Monotonia e solidão em “Viajo Porque Preciso, Volto Porque te Amo”


Transitando entre a ficção e o documentário, entre o melodrama e o experimento e entre o realismo e o subjetivismo, Viajo Porque Preciso, Volto Porque te Amo (2009) é um filme único, seja pela forma, pela ousadia estética ou pela intensidade com que desconstrói e reconstrói um subgênero tão tradicional como o road movie.

José Lucas, o personagem principal é interpretado por Irandhir Santos, que não aparece em nenhuma cena do filme, sua presença se faz apenas pela narração em off, recurso usado em não poucas vezes de uma forma desnecessária no cinema nacional, mas aqui ele funciona muito bem, tanto como subversão do gênero documental como estrada para os interiores áridos do psicológico do personagem.

Geólogo, 35 anos, José Lucas viaja a trabalho, sua tarefa é fazer um relatório avaliativo/descritivo da região que será atravessada pelo canal de transposição do rio São Francisco, ele cruza os interiores do nordeste brasileiro em uma jornada que espera concluir em 30 dias.
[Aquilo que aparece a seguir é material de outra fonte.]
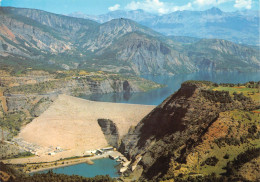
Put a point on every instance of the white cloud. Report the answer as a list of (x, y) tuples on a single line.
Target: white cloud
[(210, 2), (156, 6), (243, 4), (114, 8)]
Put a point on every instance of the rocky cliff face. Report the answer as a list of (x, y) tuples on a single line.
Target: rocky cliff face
[(172, 130)]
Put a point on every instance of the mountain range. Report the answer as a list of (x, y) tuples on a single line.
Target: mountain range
[(38, 39), (240, 27)]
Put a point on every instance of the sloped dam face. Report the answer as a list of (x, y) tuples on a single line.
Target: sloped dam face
[(78, 124), (110, 131)]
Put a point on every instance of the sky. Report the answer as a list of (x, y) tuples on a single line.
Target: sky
[(97, 7)]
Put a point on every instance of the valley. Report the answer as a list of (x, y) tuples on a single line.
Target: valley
[(73, 90)]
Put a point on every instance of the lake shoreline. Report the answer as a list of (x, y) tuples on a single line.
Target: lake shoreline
[(88, 160)]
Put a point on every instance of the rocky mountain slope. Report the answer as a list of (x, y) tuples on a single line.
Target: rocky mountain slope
[(201, 129), (211, 23), (38, 39), (26, 96)]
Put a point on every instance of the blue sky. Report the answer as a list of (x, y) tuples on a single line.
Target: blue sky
[(153, 6)]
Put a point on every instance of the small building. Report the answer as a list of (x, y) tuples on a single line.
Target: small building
[(99, 152), (107, 149)]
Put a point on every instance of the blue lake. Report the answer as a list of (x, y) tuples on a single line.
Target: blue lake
[(173, 83), (154, 97), (104, 166)]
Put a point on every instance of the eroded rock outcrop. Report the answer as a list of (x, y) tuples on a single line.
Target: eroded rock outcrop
[(110, 131), (176, 126)]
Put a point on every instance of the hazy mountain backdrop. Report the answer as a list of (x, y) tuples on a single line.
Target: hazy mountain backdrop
[(239, 27), (35, 38)]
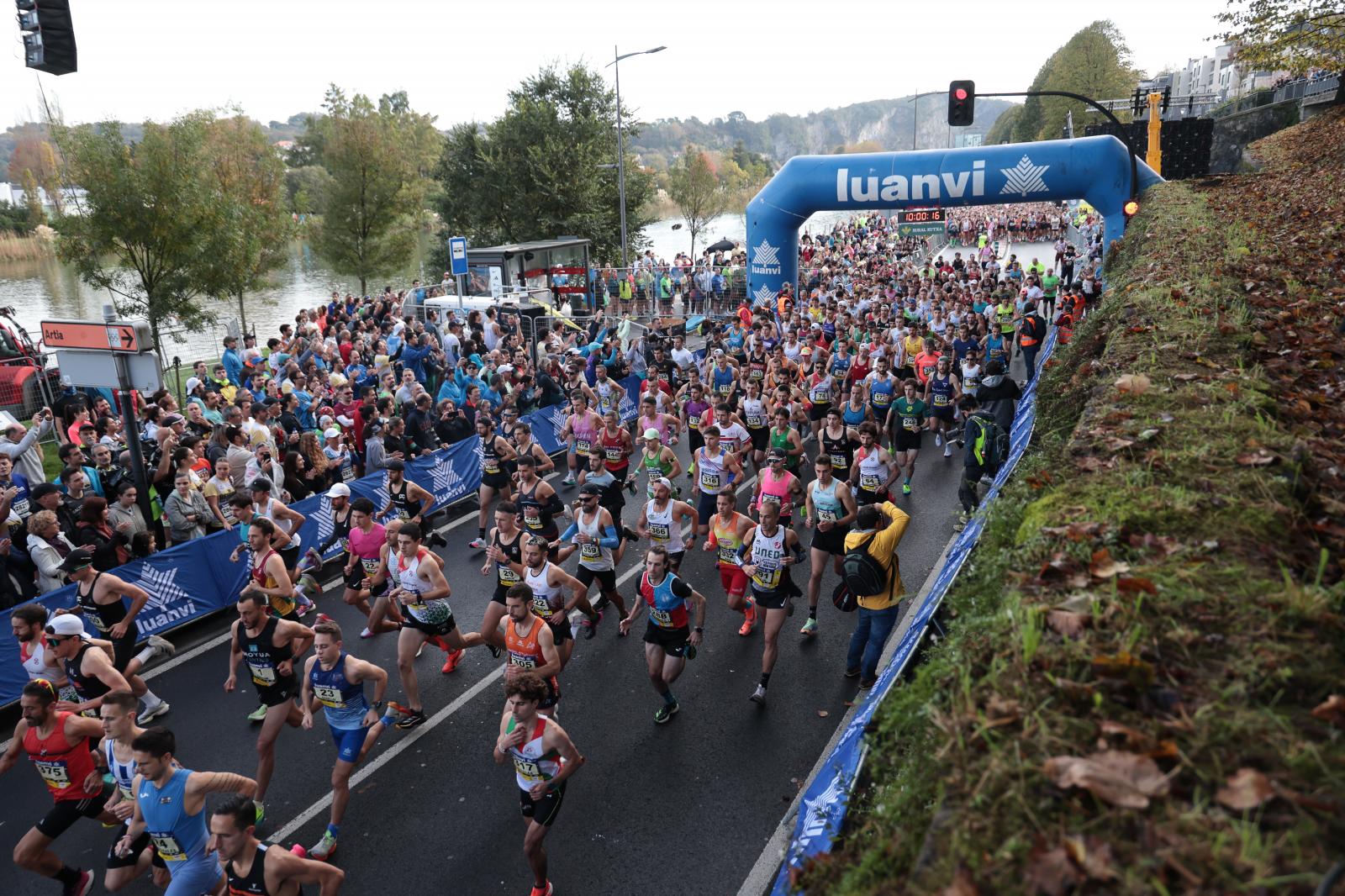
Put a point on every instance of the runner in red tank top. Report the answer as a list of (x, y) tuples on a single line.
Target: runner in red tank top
[(58, 746)]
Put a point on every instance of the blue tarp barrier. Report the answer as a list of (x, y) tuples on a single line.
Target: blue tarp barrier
[(825, 802), (194, 579)]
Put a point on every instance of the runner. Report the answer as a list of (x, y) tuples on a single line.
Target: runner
[(726, 532), (531, 646), (778, 486), (661, 521), (269, 646), (335, 681), (262, 869), (423, 591), (873, 468), (669, 640), (910, 424), (544, 759), (57, 741), (546, 582), (116, 757), (582, 428), (495, 477), (595, 537), (504, 556), (89, 669), (170, 804), (943, 392), (716, 470), (773, 549), (101, 598), (831, 510)]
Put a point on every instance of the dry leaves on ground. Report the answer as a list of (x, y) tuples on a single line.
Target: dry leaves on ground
[(1116, 777)]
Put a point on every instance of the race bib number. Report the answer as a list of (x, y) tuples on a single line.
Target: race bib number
[(329, 696), (168, 848), (264, 676), (54, 774)]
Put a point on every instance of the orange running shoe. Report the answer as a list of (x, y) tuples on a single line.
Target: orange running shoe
[(748, 619)]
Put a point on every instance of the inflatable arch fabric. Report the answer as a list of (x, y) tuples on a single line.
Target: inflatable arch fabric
[(1091, 168)]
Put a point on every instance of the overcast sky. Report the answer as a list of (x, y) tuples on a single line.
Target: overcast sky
[(457, 60)]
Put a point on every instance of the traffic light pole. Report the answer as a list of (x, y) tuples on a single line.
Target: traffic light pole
[(1125, 134)]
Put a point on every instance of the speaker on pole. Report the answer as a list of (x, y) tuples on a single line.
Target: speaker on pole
[(49, 37)]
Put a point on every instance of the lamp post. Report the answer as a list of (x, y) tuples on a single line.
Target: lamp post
[(620, 141), (915, 114)]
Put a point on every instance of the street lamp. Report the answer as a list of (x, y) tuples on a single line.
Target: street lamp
[(620, 141), (915, 113)]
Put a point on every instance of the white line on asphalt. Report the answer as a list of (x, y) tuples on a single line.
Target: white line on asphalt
[(434, 721)]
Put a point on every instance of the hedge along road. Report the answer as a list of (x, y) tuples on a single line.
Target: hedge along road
[(430, 809)]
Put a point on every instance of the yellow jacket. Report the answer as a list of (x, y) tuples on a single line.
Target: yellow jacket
[(883, 546)]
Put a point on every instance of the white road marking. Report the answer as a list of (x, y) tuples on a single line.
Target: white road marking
[(434, 721)]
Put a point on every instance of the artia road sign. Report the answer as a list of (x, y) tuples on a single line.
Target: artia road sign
[(119, 335)]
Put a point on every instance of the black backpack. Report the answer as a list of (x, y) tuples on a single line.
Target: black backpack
[(862, 575)]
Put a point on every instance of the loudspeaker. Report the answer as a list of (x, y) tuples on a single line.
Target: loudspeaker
[(49, 40)]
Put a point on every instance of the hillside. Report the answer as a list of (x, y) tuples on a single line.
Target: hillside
[(1140, 690), (885, 123)]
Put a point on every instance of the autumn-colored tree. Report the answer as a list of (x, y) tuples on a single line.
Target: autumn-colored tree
[(1295, 35)]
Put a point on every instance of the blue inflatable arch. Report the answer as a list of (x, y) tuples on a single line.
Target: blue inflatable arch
[(1091, 168)]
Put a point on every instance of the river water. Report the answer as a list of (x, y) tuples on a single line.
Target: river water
[(50, 289)]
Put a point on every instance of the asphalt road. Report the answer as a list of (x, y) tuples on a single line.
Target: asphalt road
[(657, 809)]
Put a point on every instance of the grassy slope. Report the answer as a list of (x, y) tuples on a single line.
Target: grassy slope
[(1204, 658)]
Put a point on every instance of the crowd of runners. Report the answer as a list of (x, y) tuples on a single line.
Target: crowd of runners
[(806, 423)]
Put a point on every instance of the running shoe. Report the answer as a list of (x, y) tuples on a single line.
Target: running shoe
[(85, 883), (748, 619), (414, 717), (323, 849), (161, 646), (154, 712)]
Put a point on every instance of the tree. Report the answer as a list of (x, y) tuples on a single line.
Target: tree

Neste caminho há vidas em abandono, desolação, muita solidão (geográfica e afetiva), sonhos e projetos desfeitos e uma monotonia dolorida, que está presente nas beiras de estradas e horizontes que parecem se repetir indefinidamente.




Desejo de fuga e de retorno se entrelaçam, mas na realidade nenhum dos dois se mostra viável, a vida é o que é, e parece que é isso que ela está dizendo para o personagem o tempo todo e é isso também que a narrativa está dizendo para nós espectadores. 

O filme oscila entre o documental e subjetivo e há ao menos duas transições bem nítidas, a primeira acontece quando um fato importante da narrativa é revelado, o que faz aprofundar o subjetivismo;  na segunda, é a vida real que insurge contra o subjetivismo,  e nesta passagem o predomínio da perspectiva do personagem central é rompida pela fala de uma jovem garota de programa, que parece não ignorar a presença da câmera que a constrange, nesta fala é como se a dureza do exterior trouxesse o próprio personagem de suas divagações de volta para o agora.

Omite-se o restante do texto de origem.